We rate Healthways ( HWAY) a HOLD. Our rating is supported by the company's top-line growth and higher earnings countered by its weak cash and liquidity position. Although the margins and returns are improving, rising expenses along with mounting debt may negatively impact the company's performance in the upcoming quarters.

HIGHLIGHTS

-- Top-line growth. Healthways Inc.'s Q1 FY09 revenue grew 5.5% to $185.40 million from $175.82 million in the prior year's quarter due to contributions from the commencement of new contracts, increase in the recognition of performance-based fees and growth in the number of self-insured employers on behalf of its health plan customers. Domestic commercial available lives and domestic commercial billed lives advanced 6.3% and 22.5%, respectively.

-- Higher earnings. During Q1 FY09, earnings increased on the back of higher revenue growth. Net income for the quarter swelled 12.5% to $12.58 million or $0.37 per share compared to $11.18 million or $0.30 per share in the prior year's quarter attributed to higher revenue.

-- Improving margins and returns. During the quarter, gross profit margin widened 103 basis points to 30.40% from 29.37% and operating margin increased 31 basis points to 14.15% from 13.84%. Moreover, return on assets and return on equity increased 123 basis points and 377 basis points to 6.37% and 15.33% respectively.

-- Weak cash and liquidity position. Healthways' cash and cash equivalents plunged 92.0% to $4.35 million from $54.53 million while net operating cash flow declined 15.0% to $21.65 million when compared to the same quarter last year. Moreover, the company has a quick ratio of 0.75 which shows its inability to meet short-term cash requirements.

-- Rising expenses and debt. The cost of services increased 3.9% to $129.05 million from $124.19 million while selling, general and administrative expenses edged up 6.5% to $17.95 million from $16.85 million. Furthermore, total debt for the quarter spiked 6.4% to $307.10 million from $288.72 million deteriorating the debt-to-equity ratio to 0.84 from 0.75.

FINANCIAL ANALYSIS

Healthways Inc.'s Q1 FY09 revenue grew 5.5% to $185.40 million from $175.82 million in the prior year's quarter due to contributions from the commencement of new contracts, increase in the recognition of performance-based fees and growth in the number of self-insured employers on behalf of its health plan customers. Geographically, international revenue totaled $3.80 million and domestic revenue totaled $181.60 million. Moreover, domestic commercial available lives increased 6.3% to 195.00 million from 183.40 million while domestic commercial billed lives advanced 22.5% to 32.70 million from 26.70 million in Q1 FY08 attributed to signing of new contracts, expansion or extension of contracts with health plans and employers. Furthermore, the annualized revenue in backlog stood at $31.90 million compared to $51.00 million a year ago.

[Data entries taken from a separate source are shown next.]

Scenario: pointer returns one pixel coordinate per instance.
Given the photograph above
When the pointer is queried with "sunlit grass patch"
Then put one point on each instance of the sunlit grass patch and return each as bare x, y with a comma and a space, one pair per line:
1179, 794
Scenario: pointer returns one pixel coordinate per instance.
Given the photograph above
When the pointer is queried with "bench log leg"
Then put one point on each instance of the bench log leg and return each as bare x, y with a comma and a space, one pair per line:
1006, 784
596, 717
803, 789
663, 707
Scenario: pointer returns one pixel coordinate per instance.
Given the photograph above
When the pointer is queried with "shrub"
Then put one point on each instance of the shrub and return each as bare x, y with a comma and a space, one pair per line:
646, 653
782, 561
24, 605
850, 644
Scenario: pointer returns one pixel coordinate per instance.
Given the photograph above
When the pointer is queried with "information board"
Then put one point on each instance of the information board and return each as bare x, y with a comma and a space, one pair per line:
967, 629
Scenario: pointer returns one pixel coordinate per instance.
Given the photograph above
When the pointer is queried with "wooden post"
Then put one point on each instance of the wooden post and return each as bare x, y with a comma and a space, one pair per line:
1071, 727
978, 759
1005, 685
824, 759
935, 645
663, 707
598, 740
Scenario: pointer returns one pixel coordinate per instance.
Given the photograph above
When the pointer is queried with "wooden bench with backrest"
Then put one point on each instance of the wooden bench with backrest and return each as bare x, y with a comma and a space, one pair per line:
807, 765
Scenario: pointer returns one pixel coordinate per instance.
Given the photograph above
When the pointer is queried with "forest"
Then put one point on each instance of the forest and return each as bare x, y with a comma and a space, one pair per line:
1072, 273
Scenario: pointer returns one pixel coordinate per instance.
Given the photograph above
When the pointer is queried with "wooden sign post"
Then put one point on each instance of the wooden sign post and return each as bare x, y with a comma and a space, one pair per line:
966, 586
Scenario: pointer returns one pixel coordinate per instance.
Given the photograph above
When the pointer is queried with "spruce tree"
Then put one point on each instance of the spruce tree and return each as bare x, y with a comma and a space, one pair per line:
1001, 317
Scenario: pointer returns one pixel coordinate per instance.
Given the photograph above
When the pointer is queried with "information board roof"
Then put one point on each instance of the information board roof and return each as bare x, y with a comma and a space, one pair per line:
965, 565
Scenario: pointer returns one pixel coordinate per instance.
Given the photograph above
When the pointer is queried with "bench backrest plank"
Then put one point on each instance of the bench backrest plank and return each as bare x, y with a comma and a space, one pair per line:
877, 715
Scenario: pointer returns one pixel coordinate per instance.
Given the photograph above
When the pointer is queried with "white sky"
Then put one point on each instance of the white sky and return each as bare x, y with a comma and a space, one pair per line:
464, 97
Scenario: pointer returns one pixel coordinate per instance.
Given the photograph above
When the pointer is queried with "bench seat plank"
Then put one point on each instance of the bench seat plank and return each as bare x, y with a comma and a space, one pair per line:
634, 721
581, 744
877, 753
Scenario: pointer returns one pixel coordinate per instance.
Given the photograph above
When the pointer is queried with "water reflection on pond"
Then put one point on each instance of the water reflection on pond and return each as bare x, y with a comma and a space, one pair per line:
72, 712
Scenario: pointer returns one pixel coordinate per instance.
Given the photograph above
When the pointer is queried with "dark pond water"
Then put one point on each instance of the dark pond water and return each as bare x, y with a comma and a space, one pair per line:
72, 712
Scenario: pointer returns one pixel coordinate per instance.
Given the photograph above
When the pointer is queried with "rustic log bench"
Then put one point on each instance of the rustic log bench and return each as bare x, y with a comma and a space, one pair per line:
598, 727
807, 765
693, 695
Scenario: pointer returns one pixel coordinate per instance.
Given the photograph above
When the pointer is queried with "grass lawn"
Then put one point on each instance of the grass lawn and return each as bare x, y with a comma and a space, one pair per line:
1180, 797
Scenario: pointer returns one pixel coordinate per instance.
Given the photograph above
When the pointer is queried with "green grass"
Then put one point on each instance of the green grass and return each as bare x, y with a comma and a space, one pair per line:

During the quarter, gross profit margin widened 103 basis points to 30.40% from 29.37% a year ago despite a 3.9% increase in cost of services. Cost of services stood at $129.05 million compared to $124.19 million. Selling, general, and administrative expenses edged up 6.5% to $17.95 million from $16.85 million. Operating margin increased 31 basis points to 14.15% from 13.84%. Interest expenses declined 4.5% to $5.10 million from $5.34 million there by improving the interest coverage ratio to 5.15 from 4.55 a year ago. Finally, net income for the quarter swelled 12.5% to $12.58 million or $0.37 per share compared to $11.18 million or $0.30 per share in the prior year's quarter attributed to higher revenue.

Healthways' cash and cash equivalents plunged 92.0% to $4.35 million from $54.53 million. Net operating cash flow declined 15.0% to $21.65 million when compared to the same quarter last year. Return on assets increased 123 basis points to 6.37% from 5.14%. Similarly, return on equity advanced 377 basis points to 15.33% from 11.56% a year ago. Total debt for the quarter spiked 6.4% to $307.10 million from $288.72 million. Stockholders' equity declined 4.7% to $366.75 million from $384.66 million. Therefore, the debt-to-equity ratio deteriorated to 0.84 from 0.75. Moreover, the company has a quick ratio of 0.75 which shows its inability to meet short-term cash requirements.

During the quarter under review, Healthways signed a new agreement wit a Fortune 100 company to provide comprehensive Health and Care Support solution for more than 90,000 employees and dependents. Also, the company launched new senior solution for the Medicare Advantage population of a large Blue Cross Blue Shield Plan. The company also announced the appointment of Mr. Brueckner to serve as President and Chief Operating Officer.

Recently, the company signed a five-year agreement with the Hospitals Contribution Fund of Australia Limited (HCF) to offer comprehensive Health and Care Support solution.

Looking forward to FY09, the company expects run rate revenue to decline by approximately $90.00 million to $100.00 million over FY08 which would in turn lead to an increase in cost of services and/or selling, general and administrative expenses as a percentage of revenue. In addition, the company also anticipates higher legal expenses.